8. Revenant aux opinions qui s'appuient sur l'histoire, j'examinerai d'abord la première, c'est-à-dire que la langue des aborigènes est la base des langues romanes.

Les idiomes celtiques étaient dominants dans les Gaules, à l'exception du sud-ouest, où l'on parlait ibérien ou basque, et de Marseille avec ses environs immédiats, où le grec était en usage en même temps que la langue celtique. Les savants à portée de faire des études sur ces idiomes celtiques s'en sont fort peu occupés jusqu'à présent, et ce point très-important de notre histoire nationale est malheureusement enveloppé d'épaisses ténèbres. Quoi de plus naturel qu'on ait mis à profit le mystère qui les couvre? Les uns en ont fait la langue primitive, les autres ont dérivé de là tous les mots dont ils ne pouvaient découvrir l'origine.

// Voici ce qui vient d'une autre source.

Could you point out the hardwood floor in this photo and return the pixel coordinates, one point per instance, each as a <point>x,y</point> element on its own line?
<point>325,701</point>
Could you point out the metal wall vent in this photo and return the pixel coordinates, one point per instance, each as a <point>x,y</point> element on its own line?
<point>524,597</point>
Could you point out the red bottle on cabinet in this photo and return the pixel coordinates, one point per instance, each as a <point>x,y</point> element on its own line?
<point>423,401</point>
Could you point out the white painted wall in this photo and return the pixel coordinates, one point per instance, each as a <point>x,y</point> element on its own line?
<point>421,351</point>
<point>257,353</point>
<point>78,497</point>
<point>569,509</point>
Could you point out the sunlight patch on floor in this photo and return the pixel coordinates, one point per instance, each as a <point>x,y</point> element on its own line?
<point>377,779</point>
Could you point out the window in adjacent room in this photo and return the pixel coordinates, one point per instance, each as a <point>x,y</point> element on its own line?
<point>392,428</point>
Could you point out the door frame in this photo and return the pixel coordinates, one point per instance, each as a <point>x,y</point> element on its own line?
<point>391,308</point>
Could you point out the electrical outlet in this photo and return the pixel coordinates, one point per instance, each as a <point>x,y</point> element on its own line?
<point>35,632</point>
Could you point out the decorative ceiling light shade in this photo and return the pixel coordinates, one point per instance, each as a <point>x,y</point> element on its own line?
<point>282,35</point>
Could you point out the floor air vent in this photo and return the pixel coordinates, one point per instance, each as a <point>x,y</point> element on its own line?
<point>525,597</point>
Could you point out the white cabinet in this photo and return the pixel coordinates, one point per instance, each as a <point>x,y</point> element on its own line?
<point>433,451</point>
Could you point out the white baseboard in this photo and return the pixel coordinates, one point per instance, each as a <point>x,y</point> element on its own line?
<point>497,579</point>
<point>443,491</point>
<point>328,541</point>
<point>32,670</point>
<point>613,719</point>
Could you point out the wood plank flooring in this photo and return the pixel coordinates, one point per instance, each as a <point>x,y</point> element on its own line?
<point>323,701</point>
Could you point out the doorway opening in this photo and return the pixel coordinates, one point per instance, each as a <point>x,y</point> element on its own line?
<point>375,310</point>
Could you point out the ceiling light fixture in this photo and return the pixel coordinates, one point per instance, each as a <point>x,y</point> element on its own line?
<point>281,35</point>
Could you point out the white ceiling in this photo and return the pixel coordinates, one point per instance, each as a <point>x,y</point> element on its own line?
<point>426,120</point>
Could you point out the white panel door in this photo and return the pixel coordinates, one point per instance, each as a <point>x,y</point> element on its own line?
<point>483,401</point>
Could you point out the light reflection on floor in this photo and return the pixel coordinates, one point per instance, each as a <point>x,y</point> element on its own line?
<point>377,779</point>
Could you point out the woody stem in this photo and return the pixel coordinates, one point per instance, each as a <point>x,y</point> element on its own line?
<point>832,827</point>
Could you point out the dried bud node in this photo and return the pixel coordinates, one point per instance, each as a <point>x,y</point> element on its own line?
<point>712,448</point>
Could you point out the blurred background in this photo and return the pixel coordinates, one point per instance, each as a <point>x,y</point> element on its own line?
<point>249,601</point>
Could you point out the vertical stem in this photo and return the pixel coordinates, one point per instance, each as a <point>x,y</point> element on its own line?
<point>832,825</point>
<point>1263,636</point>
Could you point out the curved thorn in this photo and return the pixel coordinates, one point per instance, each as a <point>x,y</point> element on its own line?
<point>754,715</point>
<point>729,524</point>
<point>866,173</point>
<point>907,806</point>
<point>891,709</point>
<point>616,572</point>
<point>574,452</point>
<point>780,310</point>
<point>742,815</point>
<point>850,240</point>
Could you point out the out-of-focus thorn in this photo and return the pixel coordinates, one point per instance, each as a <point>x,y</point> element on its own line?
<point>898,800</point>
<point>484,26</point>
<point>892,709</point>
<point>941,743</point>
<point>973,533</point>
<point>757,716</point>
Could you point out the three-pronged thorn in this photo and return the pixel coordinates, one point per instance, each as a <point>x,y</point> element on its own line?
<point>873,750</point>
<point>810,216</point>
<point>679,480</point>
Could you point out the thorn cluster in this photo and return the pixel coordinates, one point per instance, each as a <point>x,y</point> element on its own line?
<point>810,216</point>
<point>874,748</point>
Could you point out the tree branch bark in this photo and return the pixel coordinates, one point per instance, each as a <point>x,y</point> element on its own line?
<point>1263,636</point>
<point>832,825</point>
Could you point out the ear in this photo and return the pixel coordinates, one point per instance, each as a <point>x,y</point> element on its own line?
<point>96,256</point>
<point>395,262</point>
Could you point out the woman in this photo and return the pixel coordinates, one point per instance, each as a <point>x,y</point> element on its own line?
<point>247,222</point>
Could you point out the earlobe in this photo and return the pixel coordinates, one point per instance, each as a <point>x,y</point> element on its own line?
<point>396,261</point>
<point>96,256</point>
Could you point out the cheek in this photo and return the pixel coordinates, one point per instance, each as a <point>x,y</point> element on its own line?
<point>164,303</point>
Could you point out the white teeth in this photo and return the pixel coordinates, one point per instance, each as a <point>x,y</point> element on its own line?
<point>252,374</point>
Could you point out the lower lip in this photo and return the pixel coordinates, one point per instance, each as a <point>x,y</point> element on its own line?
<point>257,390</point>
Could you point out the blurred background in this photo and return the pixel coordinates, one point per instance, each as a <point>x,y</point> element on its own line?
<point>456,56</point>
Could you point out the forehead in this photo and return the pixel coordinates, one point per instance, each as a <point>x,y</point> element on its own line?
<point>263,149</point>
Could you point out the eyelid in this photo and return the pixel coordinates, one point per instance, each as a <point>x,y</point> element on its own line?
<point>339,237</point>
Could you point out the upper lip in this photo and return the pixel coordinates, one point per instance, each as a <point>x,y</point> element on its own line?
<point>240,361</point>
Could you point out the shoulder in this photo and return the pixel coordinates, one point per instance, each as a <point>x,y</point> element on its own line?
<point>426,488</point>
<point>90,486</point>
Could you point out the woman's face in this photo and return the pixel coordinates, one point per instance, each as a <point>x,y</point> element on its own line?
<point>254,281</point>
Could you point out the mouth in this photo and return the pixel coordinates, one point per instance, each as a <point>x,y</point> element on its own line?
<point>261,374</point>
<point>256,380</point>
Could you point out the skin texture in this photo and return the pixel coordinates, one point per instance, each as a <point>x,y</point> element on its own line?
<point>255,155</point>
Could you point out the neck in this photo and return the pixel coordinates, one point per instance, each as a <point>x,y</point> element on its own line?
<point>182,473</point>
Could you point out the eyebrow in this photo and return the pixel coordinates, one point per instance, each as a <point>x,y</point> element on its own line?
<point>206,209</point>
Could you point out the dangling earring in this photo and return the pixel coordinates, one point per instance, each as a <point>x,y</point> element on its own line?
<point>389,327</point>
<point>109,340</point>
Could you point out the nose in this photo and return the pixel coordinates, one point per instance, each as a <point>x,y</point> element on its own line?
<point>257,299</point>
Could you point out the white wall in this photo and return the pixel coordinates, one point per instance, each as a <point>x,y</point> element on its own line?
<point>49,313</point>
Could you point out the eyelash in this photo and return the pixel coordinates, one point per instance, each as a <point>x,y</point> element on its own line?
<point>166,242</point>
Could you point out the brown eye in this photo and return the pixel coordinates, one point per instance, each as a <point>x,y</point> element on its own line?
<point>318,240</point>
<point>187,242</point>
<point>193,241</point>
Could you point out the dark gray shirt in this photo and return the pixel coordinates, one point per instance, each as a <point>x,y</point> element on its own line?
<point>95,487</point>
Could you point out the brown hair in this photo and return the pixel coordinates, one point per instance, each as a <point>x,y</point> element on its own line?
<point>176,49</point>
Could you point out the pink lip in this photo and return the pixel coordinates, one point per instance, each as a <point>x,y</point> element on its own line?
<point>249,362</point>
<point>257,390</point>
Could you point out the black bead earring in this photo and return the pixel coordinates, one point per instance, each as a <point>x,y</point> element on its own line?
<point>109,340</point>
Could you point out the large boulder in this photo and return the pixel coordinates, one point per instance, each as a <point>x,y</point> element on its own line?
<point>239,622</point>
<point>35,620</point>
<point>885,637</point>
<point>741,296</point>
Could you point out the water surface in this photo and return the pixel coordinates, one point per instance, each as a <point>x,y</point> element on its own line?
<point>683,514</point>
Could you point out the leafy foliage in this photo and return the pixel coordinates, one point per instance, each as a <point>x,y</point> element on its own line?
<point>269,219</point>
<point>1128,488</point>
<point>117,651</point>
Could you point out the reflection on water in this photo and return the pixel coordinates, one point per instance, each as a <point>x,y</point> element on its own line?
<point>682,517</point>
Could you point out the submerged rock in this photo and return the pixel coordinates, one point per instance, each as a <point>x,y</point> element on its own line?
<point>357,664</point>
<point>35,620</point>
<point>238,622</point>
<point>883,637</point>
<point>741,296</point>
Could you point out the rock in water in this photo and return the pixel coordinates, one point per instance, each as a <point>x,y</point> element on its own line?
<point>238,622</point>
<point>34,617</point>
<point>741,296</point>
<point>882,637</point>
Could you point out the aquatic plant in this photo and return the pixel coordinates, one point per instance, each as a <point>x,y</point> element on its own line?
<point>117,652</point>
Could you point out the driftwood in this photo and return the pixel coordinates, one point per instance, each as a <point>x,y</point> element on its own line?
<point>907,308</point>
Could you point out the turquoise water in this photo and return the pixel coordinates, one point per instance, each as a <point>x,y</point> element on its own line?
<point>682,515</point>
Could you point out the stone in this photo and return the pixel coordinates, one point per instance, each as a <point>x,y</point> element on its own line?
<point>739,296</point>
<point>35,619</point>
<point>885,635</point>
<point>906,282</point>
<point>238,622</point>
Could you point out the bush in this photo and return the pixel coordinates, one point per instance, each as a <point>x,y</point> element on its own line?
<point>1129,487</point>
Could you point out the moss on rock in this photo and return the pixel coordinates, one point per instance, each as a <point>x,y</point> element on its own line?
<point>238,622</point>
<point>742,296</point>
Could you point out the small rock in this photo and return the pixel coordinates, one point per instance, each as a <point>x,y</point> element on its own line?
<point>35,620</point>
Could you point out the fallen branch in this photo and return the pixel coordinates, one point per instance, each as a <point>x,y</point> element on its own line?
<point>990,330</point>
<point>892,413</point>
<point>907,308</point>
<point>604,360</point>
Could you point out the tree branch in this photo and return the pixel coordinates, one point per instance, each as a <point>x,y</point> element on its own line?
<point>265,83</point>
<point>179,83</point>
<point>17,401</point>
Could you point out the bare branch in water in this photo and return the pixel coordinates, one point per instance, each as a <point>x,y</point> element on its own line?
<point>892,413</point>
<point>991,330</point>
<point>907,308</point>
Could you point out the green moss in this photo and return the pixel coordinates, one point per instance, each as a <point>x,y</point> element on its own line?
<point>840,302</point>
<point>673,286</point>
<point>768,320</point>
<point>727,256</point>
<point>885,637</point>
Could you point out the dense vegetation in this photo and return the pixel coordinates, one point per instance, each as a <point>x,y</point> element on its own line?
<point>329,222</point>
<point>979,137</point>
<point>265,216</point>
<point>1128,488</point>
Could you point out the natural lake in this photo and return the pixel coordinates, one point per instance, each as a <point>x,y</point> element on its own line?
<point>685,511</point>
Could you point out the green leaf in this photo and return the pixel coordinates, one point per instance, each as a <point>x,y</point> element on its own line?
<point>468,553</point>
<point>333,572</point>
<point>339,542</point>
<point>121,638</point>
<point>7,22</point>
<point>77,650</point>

Duclos (Mém. de l'Ac. d. Inscr. et B.-L. t. XV) fut le premier à avancer que le français était un mélange de celtique et de latin. La Ravalière (Pierre Alexandre Lévesque de) adopta cette idée, et, selon lui, le latin a été enté, pour ainsi dire, sur le celtique. La Ravalière admet que le latin n'a jamais été parlé dans les Gaules que par les gens instruits, tandis que le français, c'est-à-dire le celtique mélangé de latin, a toujours été le langage du peuple; mais Charlemagne, en favorisant le latin aux dépens de sa langue maternelle, la fit tomber en discrédit, et le latin conserva le dessus. La Ravalière pensait en effet que le français était la langue maternelle de Charlemagne, et très souvent après lui on a répété cette erreur. Elle provient d'une fausse interprétation du mot francisca, francica lingua, qui signifie langue franque, c'est-à-dire allemande, et non pas française. La langue des Gaules porta le nom de lingua romana, gallica, gallicana, aussi longtemps que l'allemand (francisca, francica) y florit, et ce ne fut qu'après l'extinction de ce dernier dans les Gaules (au VIIIe siècle à peu près) que le français hérita de ce nom.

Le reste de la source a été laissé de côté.